La luminosidad de las estrellas se refleja en el oscuro cielo de una vida entera. Andy y Melissa viven una pasión encendida como esas estrellas que se irán apagando a medida que transcurran los años. Pero no mermarán los sentimientos. Tendrán altibajos, crisis, desencuentros, deseos, necesidad, dependencia, en definitiva, amor. Amor en muchas palabras. En un sinfín de cartas que serán como caricias unas veces, y otras como puñaladas en forma de silencio o cortesía impuesta.

Cartas de Amor, desde que tienen ocho años hasta que la muerte los separe. Cartas de melancolía, de expectativas, de futuro, de remembranzas, de emociones, de confesiones, de sinceridad, de amistad, de drama, de risa.

Dos personas, cada uno con su vida y, sin embargo, unidas por unas misivas que salen de la sangre y el corazón, de la desdicha y de la alegría. Los años pasan y las cartas no cesan.
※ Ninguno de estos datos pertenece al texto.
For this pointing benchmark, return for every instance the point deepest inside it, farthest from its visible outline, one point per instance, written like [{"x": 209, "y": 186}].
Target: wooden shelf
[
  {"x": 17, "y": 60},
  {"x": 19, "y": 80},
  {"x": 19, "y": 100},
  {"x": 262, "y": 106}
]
Aunque las luces de las estrellas van perdiéndose en la lejanía.

David Serrano, el director, dice en el programa que en este montaje no ha tenido que trabajar demasiado porque teniendo a dos monstruos de la escena, no le hacía falta. Tiene razón, pero exagera. Es verdad, que uno se descubre el sombrero que no usa ante la calidad de Julia Gutiérrez Caba y Miguel Rellán. ¡Qué delicadeza! ¡Qué sutileza en sus palabras, en su presencia física! No hace falta que se muevan. ¡Qué expresividad en su drama interno y en su elegancia interpretativa. Cartas de Amor que llevan su genuina firma. Pero, sí ha tenido que trabajar el director para dar el punto adecuado al texto de A.R. Gurney y hacer que nos resulte cercano, fresco, intimista, en este mundo alocado de tanta tecnología de hoy en día.

Sutilmente vemos pasar los años, no solo por las palabras que nos leen, sino por sus gestos, sus silencios, sus miradas perdidas. Esas hojas que van cayendo como en un otoño que no volverá, aunque se mantenga esa ilusión por lo que pudo haber sido y lo que uno siente en la soledad de las circunstancias que le ofrece la vida.

Teatro de texto, teatro de grandes actores, teatro de sentimientos, teatro de emoción encendida como esas lámparas que brillan solo para que iluminen una relación que solo podía ser escrita.